No es casual que esa discusión haya encontrado resistencias tan explícitas durante su tramitación. Hubo sectores que hicieron de su avance un problema, empujando estrategias dilatorias que llevaron la discusión al extremo de revisar artículo por artículo, numeral por numeral.

Y hoy, cuando esa misma ley se retira, las señales que acompañan ese giro —incluyendo la incorporación de equipos vinculados a quienes defendieron activamente el statu quo— no hacen sino reforzar una pregunta que el sector ya se está haciendo.

Por eso no basta con decir que el proyecto tenía problemas. Claro que los tenía. Toda ley de esta envergadura los tiene. Pero para eso existen las indicaciones, incluso sustitutivas; para eso existen las urgencias; para eso existe la conducción política del Ejecutivo. Retirar era la decisión más drástica. Y en este caso, también la más elocuente. Porque retirar no es corregir.

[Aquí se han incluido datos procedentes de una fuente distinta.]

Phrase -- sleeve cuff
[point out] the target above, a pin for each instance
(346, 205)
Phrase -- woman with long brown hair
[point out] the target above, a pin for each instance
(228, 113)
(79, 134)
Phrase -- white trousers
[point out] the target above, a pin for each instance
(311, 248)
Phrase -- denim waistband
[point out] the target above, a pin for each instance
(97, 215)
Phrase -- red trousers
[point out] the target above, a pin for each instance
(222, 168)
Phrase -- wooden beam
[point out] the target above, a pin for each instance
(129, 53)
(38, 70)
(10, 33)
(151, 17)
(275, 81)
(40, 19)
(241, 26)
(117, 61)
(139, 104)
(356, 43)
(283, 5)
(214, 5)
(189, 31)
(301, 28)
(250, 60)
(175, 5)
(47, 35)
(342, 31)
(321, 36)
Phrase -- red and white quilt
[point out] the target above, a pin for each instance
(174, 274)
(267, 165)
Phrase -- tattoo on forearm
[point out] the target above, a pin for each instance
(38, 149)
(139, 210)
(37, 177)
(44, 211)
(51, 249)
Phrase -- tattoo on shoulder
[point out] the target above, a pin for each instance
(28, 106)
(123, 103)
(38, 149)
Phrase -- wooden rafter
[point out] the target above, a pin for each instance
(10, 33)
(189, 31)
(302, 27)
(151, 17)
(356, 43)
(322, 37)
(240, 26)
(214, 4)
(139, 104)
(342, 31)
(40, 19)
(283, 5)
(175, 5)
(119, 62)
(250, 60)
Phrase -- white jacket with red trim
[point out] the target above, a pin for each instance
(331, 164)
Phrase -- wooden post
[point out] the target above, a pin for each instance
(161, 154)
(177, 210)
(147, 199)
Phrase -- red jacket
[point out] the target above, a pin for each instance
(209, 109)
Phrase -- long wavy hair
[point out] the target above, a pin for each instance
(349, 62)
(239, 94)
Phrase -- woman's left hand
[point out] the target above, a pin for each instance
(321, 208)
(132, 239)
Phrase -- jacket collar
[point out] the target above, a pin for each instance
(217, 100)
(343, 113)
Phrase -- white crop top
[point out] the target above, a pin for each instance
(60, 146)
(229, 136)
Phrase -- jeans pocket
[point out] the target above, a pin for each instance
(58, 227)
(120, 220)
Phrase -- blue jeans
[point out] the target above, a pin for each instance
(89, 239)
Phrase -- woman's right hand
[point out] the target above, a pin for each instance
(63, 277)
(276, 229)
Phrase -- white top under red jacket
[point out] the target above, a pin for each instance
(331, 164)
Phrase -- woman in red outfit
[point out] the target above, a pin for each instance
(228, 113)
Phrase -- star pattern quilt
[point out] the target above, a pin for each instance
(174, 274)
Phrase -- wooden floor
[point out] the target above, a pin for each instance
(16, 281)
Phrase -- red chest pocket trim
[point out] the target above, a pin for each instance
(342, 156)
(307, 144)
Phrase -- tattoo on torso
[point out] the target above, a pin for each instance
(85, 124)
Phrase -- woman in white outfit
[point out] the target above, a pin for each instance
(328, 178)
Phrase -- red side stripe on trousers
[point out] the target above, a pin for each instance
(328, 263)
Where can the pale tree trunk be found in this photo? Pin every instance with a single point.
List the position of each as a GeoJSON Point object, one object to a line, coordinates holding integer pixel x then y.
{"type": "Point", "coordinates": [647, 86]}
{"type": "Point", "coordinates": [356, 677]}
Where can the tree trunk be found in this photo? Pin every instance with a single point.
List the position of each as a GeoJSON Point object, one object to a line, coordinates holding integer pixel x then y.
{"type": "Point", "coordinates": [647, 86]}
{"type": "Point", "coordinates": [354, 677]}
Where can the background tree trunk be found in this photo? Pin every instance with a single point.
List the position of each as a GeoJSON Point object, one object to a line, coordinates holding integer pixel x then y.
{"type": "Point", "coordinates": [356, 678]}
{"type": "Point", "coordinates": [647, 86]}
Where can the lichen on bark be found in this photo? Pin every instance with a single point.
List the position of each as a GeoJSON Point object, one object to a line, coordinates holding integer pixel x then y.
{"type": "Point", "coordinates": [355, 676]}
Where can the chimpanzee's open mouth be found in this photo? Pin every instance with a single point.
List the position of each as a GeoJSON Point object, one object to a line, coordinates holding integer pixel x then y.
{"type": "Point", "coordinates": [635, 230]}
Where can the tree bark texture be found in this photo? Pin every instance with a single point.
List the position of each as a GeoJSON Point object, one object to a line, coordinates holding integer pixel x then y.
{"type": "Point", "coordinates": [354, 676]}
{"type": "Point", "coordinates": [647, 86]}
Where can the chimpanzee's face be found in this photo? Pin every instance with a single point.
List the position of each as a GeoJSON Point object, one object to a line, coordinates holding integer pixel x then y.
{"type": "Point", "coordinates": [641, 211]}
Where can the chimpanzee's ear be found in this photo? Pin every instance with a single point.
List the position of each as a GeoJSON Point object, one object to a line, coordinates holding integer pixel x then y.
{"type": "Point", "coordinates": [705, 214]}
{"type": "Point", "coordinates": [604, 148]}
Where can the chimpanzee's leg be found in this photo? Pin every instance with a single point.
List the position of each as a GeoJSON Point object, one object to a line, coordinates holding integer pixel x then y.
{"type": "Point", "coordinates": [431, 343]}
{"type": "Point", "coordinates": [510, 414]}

Retirar es renunciar a la discusión de fondo.

Y ahí aparece el nuevo subsecretario.

El problema no es que tenga una opinión sobre la pesca. El problema es que, en un sector con la historia que tiene este, quien asume hoy la conducción de Subpesca no llegue despejando dudas, sino ampliándolas.

Porque cuando se retira la única ley que buscaba reemplazar íntegramente el sistema heredado, cuando se clausura una discusión ya abierta en el Congreso y cuando esa decisión queda en manos de una autoridad cuya trayectoria previa dialoga más con la defensa de la estabilidad del sector industrial que con la revisión de fondo del modelo, queda instalada una duda razonable.

Y para el mundo artesanal esa duda no es abstracta: vuelve a instalar la sensación de que su lugar en el sistema sigue siendo secundario. ¿A quién viene a cuidar el nuevo regulador? Esa es la pregunta que queda abierta. No es antojadiza. Es una pregunta legítima. Y también es una pregunta política.

Porque aquí no se estaba discutiendo solo una nueva ley de pesca. Se estaba discutiendo algo más profundo: si Chile iba a seguir sosteniendo el sistema pesquero sobre una ley cuyo origen quedó manchado por la corrupción, o si iba a atreverse, por fin, a reemplazarla por otra construida con participación, deliberación y legitimidad democrática.

Con este retiro, el gobierno ya tomó posición. No eligió empujar una nueva base para el sistema pesquero chileno. Eligió volver a administrar la herencia de la Ley Longueira. Y en un sector con esta historia, administrar esa herencia nunca es neutral.